State aid: Commission approves Swedish support schemes for financial institutions

The European Commission has approved under EC Treaty state aid rules a Swedish rescue package to stabilise financial markets by providing guarantees to eligible financial institutions. The Commission found the scheme to be in line with its Guidance Communication on state aid to overcome the financial crisis (see IP/08/1495). In particular, the beneficiaries will pay an adequate remuneration for the guarantee, which is available on a non-discriminatory basis, is limited in time and scope and contains behavioural safeguards to avoid abuses. The Commission therefore concluded that the package was an adequate means to remedy a serious disturbance of the Swedish economy and as such is in line with Article 87.3.b of the EC Treaty.
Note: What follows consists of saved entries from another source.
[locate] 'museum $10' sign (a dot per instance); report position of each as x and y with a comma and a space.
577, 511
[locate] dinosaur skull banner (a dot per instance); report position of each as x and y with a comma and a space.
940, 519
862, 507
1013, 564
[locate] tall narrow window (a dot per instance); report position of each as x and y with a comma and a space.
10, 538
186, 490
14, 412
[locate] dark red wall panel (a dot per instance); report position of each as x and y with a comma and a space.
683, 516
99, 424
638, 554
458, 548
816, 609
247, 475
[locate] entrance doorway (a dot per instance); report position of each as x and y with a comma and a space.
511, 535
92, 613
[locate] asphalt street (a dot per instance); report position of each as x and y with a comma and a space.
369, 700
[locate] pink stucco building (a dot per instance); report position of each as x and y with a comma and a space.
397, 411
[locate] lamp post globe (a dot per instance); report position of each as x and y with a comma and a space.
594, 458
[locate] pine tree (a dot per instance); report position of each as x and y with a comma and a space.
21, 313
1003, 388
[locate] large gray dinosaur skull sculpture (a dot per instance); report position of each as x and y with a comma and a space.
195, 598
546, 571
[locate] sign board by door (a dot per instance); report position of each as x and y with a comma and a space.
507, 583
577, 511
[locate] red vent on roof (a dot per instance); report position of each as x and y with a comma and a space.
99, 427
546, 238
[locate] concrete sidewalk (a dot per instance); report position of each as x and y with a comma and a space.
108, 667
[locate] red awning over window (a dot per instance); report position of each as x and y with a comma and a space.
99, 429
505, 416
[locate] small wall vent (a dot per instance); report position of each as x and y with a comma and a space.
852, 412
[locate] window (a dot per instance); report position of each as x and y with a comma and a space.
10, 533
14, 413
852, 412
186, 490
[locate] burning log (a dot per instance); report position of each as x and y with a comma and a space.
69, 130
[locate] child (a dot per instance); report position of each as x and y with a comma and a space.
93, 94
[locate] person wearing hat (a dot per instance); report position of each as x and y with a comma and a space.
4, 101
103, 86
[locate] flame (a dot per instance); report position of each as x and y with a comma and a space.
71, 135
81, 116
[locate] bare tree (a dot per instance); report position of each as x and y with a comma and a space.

Competition Commissioner Neelie Kroes said: "This decisions shows that when Member States follow the Commission's guidance on overcoming the financial crisis, they can obtain rapid approval. The Swedish measures were well-designed and needed little alteration to take full account of the state aid rules' requirements that such schemes are non-discriminatory and minimise potential distortions of competition. We have therefore been able to approve the scheme very quickly after notification".

On 27 October 2008, Sweden notified a package of measures, aimed at restoring investor confidence in the financial markets and at stimulating inter-bank lending, to the Commission.

The package consists of a guarantee scheme covering new issuances of short and medium term non-subordinated debt, to support solvent banks and mortgage institutions that have difficulties in accessing financing. The total amount of debt to be covered is capped at SEK 1,500 billion (approximately €150 billion) and concerns instruments with a maturity of maximum three years, or exceptionally five years for covered bonds only. Debt covered by the guarantee will be accepted by the Swedish Central Bank as equivalent to government bonds.

The package comprises elements of state aid but contains several provisions aimed at ensuring its adequacy and proportionality under the EU state aid rules, in accordance with the Commission's guidance document (see IP/08/1495).

In particular, the scheme provides for non-discriminatory access, as it will be open to all solvent banks and mortgage institutions incorporated and operating in Sweden. The guarantee will be remunerated by a market-oriented fee in line with the recommendations from the European Central Bank. Moreover, a series of behavioural commitments will be imposed on the beneficiaries. These include a limit on aggregate growth in balance sheet volume related to the guarantee, to be monitored by the Swedish Financial Supervisory Authority, marketing restrictions, a prohibition to base significant expansion on the guarantee and restrictions related to staff remuneration. The period during which the guarantee can be drawn is restricted to less than six months, until 30 April 2009. This will limit the amount of debt that can be issued under the guarantee.

The Commission concluded that the package would constitute an appropriate and proportionate means to restore confidence in the Swedish financial market and to stimulate inter-bank lending. The strict conditions attached to the grant of any guarantee will ensure that the state support is limited to what is necessary for the recovery of the Swedish financial system.

The non-confidential version of the decision will be made available under the case number N 533/2008 in the State Aid Register on the DG Competition website once any confidentiality issues have been resolved. New publications of state aid decisions on the internet and in the Official Journal are listed in the State Aid Weekly e-News.